On May 28, a wildfire broke out in several protected areas in the provinces of Khuzestan, Bushehr, Lorestan, Kohgiluyeh, and Boyer-Ahmad, including Khaeez protected area.

Being impassable had made fire-fighting operation almost impossible and only helicopters could reach the area, so Zagros forests were burning for almost 6 days or more.

Lack of aerial firefighting equipment made the locals join hands and extinguish the fire, which was raging through valuable oak trees and animals.

Alborz also volunteered to defend nature and extinguish the fire in Gachsaran highlands, but due to inhalation of fire fumes and severe wounds lost his life on Friday evening, June 20.

Some 300 hectares of forests and rangelands in Gachsaran county turned into ashes, as well as 200 hectares of forests in Kohgilouyeh, IRNA news agency reported.

The firefighting operation in the protected areas of Khaeez has left 6 injured so far.

Khaeez, measuring 28,000 hectares, was registered as a Protected Area in 1998, due to its unique forest life and animals. It lies in Khuzestan and Kohgiloyeh and Boyerahmad provinces in southwestern Iran.

Khaeez consists of natural forest resources and is the habitat of over 1,500 wild goats and other wildlife such as leopards and caracals, also called Persian lynx.

Zagros Mountain forest steppe ecoregion with an area of about 6 million hectares (3.5 percent of Iran) is ranging northwest to southeast and roughly paralleling the country’s western border.
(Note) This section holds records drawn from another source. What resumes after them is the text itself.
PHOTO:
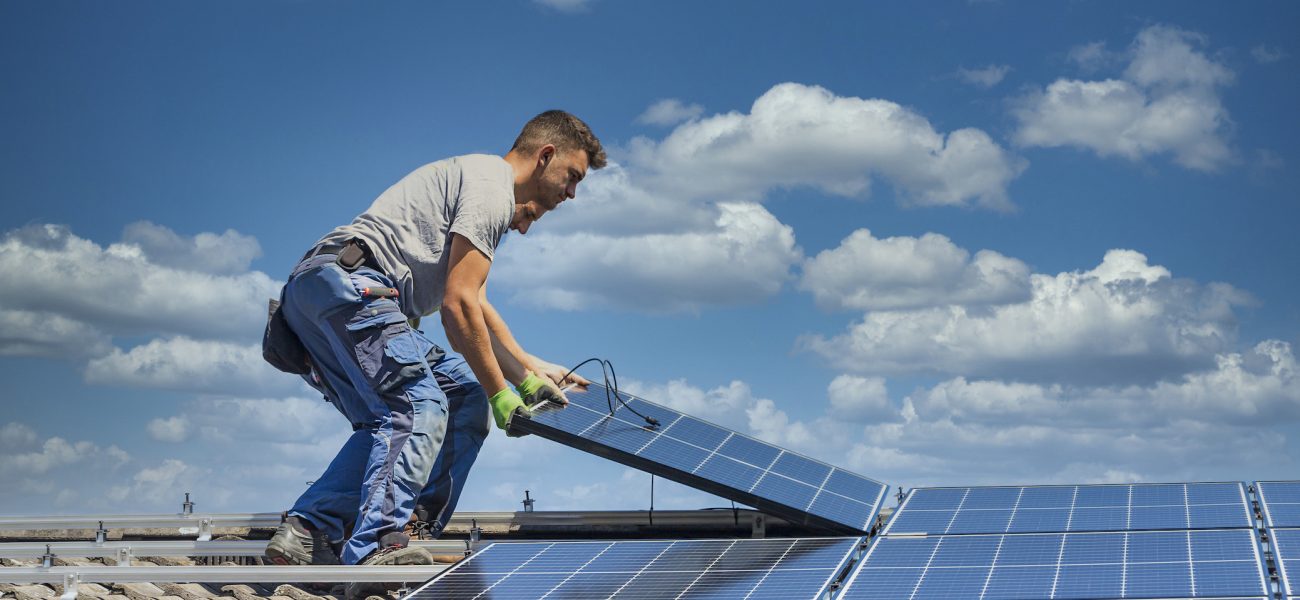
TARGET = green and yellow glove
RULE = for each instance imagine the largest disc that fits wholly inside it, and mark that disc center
(503, 405)
(537, 390)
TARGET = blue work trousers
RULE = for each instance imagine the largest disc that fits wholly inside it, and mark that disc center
(401, 394)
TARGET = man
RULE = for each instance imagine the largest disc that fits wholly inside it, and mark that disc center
(420, 413)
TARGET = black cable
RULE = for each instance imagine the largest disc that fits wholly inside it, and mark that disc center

The forests constitute 40 percent of the country’s forested area and are stretching over 12 provinces. These forests have also been called western oak forests, due to the dominance of oak species.

According to the Science Direct Western, oak forests are home to many species including, the Persian squirrel which is the indicator species of this region. Persian squirrels and oak trees have symbiotic relationships, in which forests provide ecological requirements of Persian squirrels such as food and shelter, and in return, the Persian squirrel contributes in seed germination and forests’ regeneration.

A wide variety of wildlife, including wolves, leopards, and even the Persian fallow deer, which was once thought extinct, have made their homes in the mountains.